In addition to keeping up with those changes, many employers may be building a new team for a specific project or expanding an existing team within the company or organisation.

Workforce teams are vital within organisations – regardless of whether they employ one or two staff, or 50 – and play a crucial role in achieving business objectives and goals.

Permanent or project staff managers in the workplace are in a unique position in which their role and responsibilities continually evolve to lead their teams to success.

Whether they be in the paddock, woolshed, or on the processing floor, managers should be striving to provide leadership while creating and fostering a positive and productive environment for team members to thrive.

Managers will recognise that a happy, productive and proactive functioning team is one that will excel and innovate.

Below are some simple ways in which managers can promote a positive working environment and lead their team to success:


Get to know your team members better

As you are seeking to get the best results from your new 2015 team, investing the time to get to know your new team members better is a great start.

Although building rapport with team members can be somewhat challenging at times, actively listening to them will give you insights into their strengths and weaknesses and allow you to identify areas in which they excel.

Getting to know your new team can also create a supportive and positive working environment for team members to work within and more importantly, by knowing your team, you build trust.

This not only means that your team members trust you as a leader, though you will know that they will own their role and have the ability to perform their job.

You get the most out of your team by not watching their every move.  Standing back and letting your talented team members work independently is one of the best things you can do as a leader.

Communicate openly

Open and continuous communication within your new team can improve relationships and creates an environment that promotes teamwork.

Promoting open communication both on an individual level as well as a group allows team members to understand what is expected of them and their responsibilities as per their role and the goals and objectives of the team as a whole.

Sometimes, teams can crumble, especially when not all members are kept in the loop.

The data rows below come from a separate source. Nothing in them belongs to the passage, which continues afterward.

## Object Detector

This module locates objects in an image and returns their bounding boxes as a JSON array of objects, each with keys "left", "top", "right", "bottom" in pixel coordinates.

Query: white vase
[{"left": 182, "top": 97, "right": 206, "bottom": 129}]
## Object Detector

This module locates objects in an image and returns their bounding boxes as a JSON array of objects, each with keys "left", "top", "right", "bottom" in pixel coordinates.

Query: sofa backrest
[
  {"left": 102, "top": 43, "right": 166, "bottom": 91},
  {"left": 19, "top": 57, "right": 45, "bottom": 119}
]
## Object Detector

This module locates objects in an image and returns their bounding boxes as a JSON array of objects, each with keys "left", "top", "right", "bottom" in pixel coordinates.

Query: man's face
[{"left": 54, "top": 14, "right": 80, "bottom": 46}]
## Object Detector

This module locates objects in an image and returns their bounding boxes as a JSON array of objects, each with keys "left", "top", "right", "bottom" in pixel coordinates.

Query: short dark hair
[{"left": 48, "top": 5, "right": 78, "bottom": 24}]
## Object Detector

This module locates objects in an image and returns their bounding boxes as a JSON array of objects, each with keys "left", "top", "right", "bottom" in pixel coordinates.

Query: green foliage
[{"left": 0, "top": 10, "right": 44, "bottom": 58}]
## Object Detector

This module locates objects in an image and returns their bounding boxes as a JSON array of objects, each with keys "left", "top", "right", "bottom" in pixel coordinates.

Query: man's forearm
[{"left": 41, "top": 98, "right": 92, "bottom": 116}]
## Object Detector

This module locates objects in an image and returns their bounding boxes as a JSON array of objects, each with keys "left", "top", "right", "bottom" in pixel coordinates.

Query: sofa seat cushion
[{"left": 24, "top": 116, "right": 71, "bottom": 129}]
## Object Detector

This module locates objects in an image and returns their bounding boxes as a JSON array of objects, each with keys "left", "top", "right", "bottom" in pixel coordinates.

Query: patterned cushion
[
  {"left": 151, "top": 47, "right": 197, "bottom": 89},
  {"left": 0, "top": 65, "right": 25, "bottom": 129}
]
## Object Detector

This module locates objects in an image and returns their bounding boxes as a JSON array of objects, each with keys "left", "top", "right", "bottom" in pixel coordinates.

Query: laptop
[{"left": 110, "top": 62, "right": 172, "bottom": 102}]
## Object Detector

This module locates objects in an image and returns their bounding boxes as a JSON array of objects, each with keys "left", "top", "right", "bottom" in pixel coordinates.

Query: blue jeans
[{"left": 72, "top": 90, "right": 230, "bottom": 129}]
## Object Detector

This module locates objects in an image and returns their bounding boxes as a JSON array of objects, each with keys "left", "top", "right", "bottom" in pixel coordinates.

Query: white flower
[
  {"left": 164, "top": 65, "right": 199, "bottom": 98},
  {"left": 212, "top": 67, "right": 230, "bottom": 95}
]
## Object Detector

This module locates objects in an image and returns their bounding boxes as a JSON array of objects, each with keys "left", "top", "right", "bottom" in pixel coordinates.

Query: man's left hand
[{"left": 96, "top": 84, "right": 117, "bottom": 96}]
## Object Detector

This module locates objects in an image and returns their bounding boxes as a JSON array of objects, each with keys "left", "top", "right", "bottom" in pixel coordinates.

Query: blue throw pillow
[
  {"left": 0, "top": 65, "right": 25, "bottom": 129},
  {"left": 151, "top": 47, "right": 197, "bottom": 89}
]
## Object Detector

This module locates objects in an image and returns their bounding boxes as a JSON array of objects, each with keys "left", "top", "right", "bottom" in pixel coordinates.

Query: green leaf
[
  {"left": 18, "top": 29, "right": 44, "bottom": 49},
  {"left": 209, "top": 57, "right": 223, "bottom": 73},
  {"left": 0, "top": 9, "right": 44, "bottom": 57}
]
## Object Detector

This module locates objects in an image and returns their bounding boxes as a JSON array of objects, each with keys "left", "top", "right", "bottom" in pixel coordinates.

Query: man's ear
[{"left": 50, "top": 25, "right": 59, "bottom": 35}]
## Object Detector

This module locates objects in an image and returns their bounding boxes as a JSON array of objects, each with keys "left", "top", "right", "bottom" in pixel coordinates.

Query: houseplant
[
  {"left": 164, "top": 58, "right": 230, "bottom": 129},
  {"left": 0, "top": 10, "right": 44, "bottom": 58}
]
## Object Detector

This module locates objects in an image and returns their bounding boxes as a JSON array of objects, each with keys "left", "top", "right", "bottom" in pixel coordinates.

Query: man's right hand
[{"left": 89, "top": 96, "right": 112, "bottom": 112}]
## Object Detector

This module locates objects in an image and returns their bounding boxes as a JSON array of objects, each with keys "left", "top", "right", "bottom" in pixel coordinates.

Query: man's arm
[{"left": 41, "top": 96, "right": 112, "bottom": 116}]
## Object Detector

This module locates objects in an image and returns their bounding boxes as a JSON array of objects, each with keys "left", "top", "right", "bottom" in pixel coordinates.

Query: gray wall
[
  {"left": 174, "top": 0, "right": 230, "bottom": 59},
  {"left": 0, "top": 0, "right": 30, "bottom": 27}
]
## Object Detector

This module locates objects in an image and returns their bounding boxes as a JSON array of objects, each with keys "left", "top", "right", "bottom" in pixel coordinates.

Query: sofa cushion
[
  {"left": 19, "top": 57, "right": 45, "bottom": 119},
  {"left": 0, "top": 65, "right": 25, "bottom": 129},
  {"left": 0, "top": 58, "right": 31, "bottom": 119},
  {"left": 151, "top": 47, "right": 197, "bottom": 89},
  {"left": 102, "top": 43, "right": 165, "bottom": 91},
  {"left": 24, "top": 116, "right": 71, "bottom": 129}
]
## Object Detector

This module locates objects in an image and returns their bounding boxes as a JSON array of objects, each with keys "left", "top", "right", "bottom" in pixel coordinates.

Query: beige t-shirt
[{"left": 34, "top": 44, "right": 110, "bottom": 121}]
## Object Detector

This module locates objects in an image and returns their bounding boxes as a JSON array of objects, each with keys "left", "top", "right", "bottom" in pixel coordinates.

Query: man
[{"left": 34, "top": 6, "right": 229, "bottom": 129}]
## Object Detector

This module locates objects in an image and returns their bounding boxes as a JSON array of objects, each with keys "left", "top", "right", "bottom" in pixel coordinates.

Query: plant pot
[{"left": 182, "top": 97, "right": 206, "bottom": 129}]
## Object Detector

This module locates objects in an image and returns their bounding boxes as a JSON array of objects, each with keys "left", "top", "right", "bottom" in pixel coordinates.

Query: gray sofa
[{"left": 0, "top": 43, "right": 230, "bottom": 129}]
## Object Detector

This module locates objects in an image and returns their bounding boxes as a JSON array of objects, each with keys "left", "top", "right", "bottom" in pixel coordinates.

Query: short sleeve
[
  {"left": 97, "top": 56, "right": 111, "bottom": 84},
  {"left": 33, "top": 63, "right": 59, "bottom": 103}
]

By keeping your team up-to-date, team members all stay on the same page.

Being a strong communicator not only reflects WHAT information is communicated within your team, though HOW this information is communicated with each other.

Recognise a job well done

Being rewarded and recognised for a job well done is a great way to show your appreciation for a team member who has excelled. It might be someone who has exceeded a target, gone above and beyond their role or completed a task; or someone who gets in there and does the grunt work to get the job done when it is really needed.

Recognition gives people a sense of accomplishment and inspires both them and their team mates to succeed and learn.

People value appreciation and a simple gesture of saying ‘thank you’ or ‘you did a great job’ can go a long way and do a lot to motivate new team members. Other ideas could include a lunch at the local pub, or gift vouchers.

Implementing an employee recognition strategy can do wonders for boosting team productivity.

It doesn’t matter how small or large your team may be, these simple tips offer some ideas to assist managers in building a happy and productive team, especially as they enter the new yearly cycle.